Perhaps someone with a degree in history and political science might be able to correct someone with only a minor in history that George Washington was not, in fact, speaking of a “compact” between states. Washington, instead, speaks of the document as being “the greatest interest of every true American, the consolidation of our Union.” Neither of us was present when the document was written defining the nature of our national government. But George Washington was.
The “compact between states” was the Articles of Confederation and Perpetual Union. It was a document in which the thirteen states formed a confederation of sovereign states. The Articles were important in the years after the Declaration of Independence to prove to the world that this was a legitimate nation with authority to negotiate internationally and, if it so chose, to wage war — which it had chosen to do. Rep. Bahr would have liked the Articles. They provided for no judiciary. States did not have to “wait for nine people” to tell them what was constitutional.
But that system didn’t work. A convention called to find ways to improve the Articles decided that the only thing to do was throw them out and create a Constitution. The end result was a document that reserved some powers to the states and some to a national government. One thing it reserved to the national government was a group of “nine people” who would make the ultimate decision about what would be constitutional.
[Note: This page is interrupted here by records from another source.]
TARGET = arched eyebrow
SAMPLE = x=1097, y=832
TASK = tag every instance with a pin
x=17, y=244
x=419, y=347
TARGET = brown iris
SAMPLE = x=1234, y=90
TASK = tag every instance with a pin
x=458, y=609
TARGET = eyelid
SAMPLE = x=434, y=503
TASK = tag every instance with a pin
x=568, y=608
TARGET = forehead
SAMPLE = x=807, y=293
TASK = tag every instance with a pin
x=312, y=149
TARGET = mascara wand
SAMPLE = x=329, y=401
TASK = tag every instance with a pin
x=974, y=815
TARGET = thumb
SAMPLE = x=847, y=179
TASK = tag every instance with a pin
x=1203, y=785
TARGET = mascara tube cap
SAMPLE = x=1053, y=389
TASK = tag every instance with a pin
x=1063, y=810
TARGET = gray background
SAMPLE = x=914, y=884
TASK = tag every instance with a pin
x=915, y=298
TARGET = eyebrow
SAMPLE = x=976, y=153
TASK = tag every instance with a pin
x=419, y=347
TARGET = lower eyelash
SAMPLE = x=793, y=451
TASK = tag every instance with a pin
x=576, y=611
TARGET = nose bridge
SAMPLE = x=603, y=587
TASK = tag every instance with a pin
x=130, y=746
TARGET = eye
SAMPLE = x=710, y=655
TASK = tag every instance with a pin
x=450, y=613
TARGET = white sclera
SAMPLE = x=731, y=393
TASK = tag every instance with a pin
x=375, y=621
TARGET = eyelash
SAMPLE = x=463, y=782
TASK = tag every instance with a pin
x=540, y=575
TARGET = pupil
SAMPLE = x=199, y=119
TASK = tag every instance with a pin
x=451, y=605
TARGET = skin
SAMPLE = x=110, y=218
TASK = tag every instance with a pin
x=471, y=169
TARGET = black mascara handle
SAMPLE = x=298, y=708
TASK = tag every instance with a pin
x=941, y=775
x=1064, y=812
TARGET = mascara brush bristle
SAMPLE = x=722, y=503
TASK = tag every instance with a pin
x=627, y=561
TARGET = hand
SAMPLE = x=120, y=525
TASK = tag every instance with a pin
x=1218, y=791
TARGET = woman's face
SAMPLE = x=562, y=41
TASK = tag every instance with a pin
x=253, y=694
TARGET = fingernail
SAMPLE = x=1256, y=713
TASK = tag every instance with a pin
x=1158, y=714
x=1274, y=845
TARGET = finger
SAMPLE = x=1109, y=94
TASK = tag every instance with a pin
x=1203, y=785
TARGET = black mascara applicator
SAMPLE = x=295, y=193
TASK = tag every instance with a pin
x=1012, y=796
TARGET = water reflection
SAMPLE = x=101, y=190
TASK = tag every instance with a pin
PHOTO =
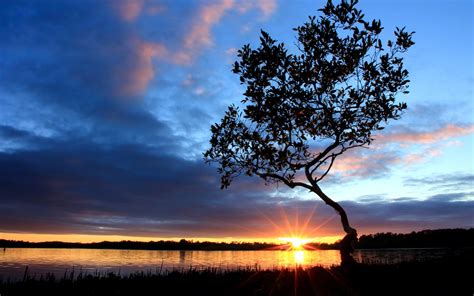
x=39, y=261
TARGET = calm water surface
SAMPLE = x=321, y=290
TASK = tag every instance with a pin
x=40, y=261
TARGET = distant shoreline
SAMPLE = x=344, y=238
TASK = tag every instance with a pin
x=440, y=238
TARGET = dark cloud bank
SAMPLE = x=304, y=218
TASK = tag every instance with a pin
x=78, y=158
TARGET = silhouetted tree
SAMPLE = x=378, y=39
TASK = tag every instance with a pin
x=303, y=110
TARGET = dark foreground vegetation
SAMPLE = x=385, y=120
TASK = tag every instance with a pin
x=448, y=276
x=440, y=238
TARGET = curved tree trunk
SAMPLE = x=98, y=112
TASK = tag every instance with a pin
x=347, y=243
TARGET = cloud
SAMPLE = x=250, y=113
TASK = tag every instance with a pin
x=128, y=10
x=267, y=6
x=140, y=76
x=444, y=181
x=378, y=161
x=82, y=187
x=200, y=35
x=410, y=136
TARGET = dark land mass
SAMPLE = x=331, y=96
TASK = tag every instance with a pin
x=447, y=276
x=440, y=238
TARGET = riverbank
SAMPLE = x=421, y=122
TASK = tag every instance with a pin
x=447, y=276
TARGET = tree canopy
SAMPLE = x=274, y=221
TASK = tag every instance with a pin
x=301, y=110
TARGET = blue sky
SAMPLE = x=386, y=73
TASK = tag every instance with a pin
x=106, y=108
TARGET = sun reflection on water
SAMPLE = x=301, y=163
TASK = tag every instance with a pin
x=299, y=257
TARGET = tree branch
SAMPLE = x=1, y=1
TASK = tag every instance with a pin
x=290, y=184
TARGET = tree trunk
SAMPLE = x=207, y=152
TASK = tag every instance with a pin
x=347, y=243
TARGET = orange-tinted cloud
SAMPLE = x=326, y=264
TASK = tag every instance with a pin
x=200, y=35
x=440, y=134
x=358, y=163
x=136, y=78
x=267, y=6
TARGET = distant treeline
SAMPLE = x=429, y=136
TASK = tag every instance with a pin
x=440, y=238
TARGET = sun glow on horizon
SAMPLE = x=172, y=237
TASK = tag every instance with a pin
x=296, y=242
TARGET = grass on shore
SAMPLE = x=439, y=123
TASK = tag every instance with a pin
x=448, y=276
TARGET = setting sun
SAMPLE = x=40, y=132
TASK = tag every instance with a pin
x=296, y=242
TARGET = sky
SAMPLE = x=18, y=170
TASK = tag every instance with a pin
x=106, y=108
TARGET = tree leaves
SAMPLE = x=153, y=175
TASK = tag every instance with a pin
x=338, y=89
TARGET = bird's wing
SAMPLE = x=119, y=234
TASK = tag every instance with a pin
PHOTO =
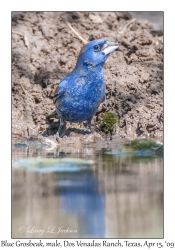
x=60, y=90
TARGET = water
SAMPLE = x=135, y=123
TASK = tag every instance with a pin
x=116, y=197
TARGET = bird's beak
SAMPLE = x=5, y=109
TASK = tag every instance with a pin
x=109, y=47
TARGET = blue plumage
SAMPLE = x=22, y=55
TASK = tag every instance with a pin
x=79, y=94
Article I of the Constitution created the Congress. Article II created the Executive branch. Article III says, “The judicial Power of the United States, shall be vested in one supreme Court, and in such inferior Courts as the Congress may from time to time ordain and establish.”
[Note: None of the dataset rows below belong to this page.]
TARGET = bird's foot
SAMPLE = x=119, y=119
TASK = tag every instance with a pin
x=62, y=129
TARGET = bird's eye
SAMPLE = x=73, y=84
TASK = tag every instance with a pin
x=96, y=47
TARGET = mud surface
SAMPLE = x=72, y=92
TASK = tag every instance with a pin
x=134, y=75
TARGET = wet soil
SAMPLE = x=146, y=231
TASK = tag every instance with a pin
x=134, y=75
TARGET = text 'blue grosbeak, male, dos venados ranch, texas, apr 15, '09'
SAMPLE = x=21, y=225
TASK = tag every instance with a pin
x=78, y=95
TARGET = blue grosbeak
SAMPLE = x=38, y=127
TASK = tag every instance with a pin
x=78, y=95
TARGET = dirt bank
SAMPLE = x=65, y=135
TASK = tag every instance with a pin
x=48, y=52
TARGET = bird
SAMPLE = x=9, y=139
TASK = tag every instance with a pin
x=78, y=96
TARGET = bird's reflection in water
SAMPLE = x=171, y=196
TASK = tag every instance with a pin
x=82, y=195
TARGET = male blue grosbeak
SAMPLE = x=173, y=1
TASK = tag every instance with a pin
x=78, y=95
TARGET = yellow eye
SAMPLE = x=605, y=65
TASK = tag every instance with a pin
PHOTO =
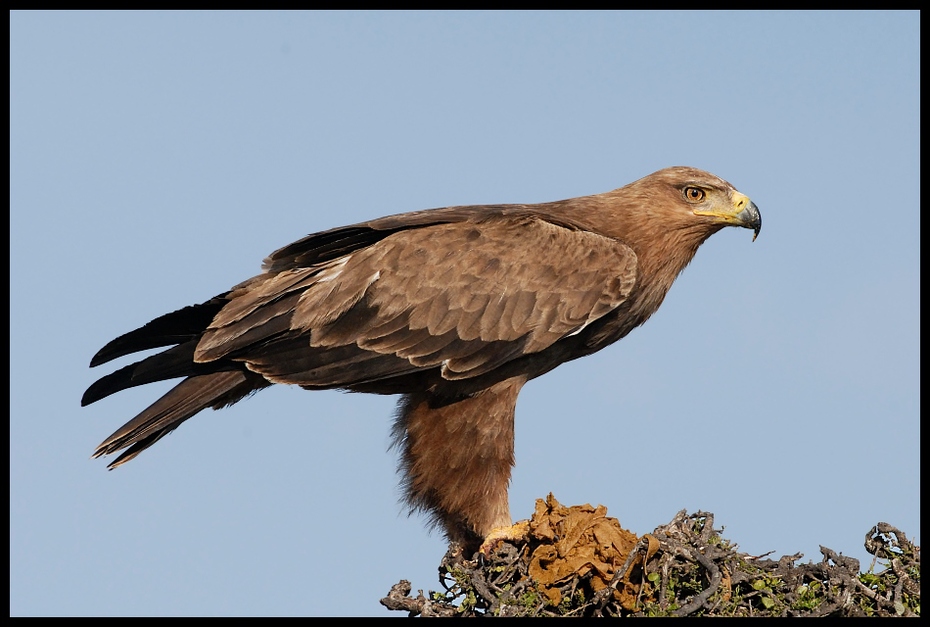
x=694, y=194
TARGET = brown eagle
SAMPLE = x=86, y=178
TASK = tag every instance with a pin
x=455, y=309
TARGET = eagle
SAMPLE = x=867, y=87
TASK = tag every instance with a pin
x=453, y=309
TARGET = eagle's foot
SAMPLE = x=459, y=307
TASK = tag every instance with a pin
x=517, y=531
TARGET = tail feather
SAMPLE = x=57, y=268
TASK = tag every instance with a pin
x=177, y=327
x=182, y=402
x=170, y=364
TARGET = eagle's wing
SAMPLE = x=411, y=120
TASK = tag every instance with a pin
x=464, y=297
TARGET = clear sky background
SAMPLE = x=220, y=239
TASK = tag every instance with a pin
x=157, y=158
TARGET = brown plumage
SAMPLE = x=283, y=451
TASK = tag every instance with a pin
x=453, y=308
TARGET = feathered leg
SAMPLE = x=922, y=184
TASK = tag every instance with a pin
x=456, y=459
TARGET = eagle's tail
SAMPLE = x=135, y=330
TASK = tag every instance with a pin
x=183, y=401
x=213, y=384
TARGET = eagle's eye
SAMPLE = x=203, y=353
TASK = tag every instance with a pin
x=694, y=194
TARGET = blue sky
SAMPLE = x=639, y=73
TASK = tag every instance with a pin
x=156, y=158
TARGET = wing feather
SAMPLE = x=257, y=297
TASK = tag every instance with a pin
x=495, y=289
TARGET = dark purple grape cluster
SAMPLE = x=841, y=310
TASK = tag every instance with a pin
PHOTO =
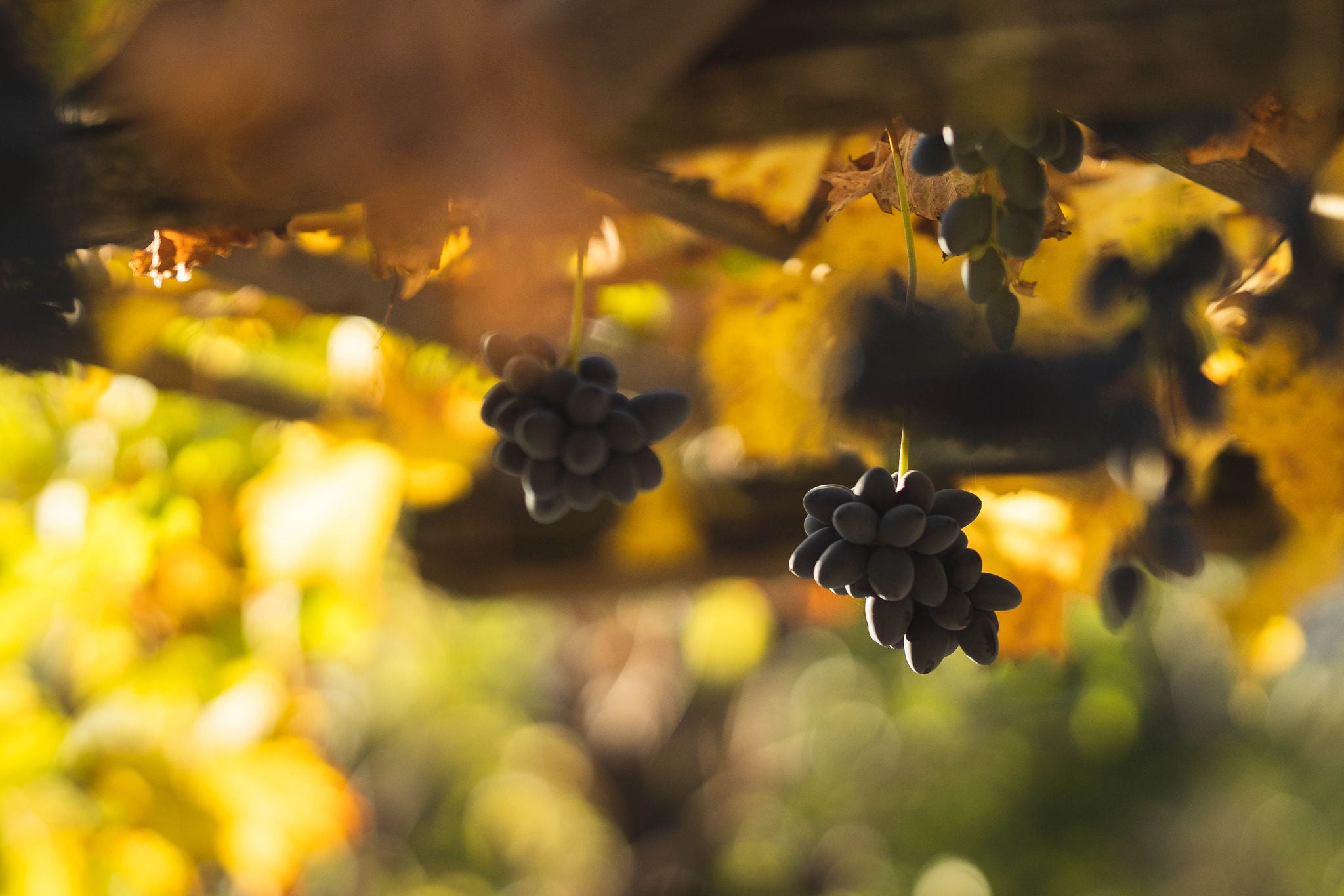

So let’s see if we understand Rep. Bahr. He has sworn to uphold the Constitution of the United States. The Constitution of the United States says there are three separate and co-equal branches of government, legislative, executive, and judicial. Rep. Bahr argues that a legislature in one of the 50 states can make a judicial ruling as it affects only the people of that state. (The PP&ACA is so unconstitutional that anyone implementing any part of it is a criminal.) It appears he should start getting ready to issue warrants because some parts of the Affordable Healthcare Act already are being implemented in Missouri.
There is another part of the Missouri Constitution that might add some spice to the discussion. The last words of Article III, Section 15 of the state constitution says “Any member convicted of having violated his oath or affirmation shall be deemed guilty of perjury, and be forever disqualified from holding any office of trust or profit in this state.”
Believe it or not, one of the great joys of being a statehouse reporter is having this kind of stuff unfold in front of you and then getting to report it and then wondering what kind of discussion about this Rep. Bahr would have with George Washington.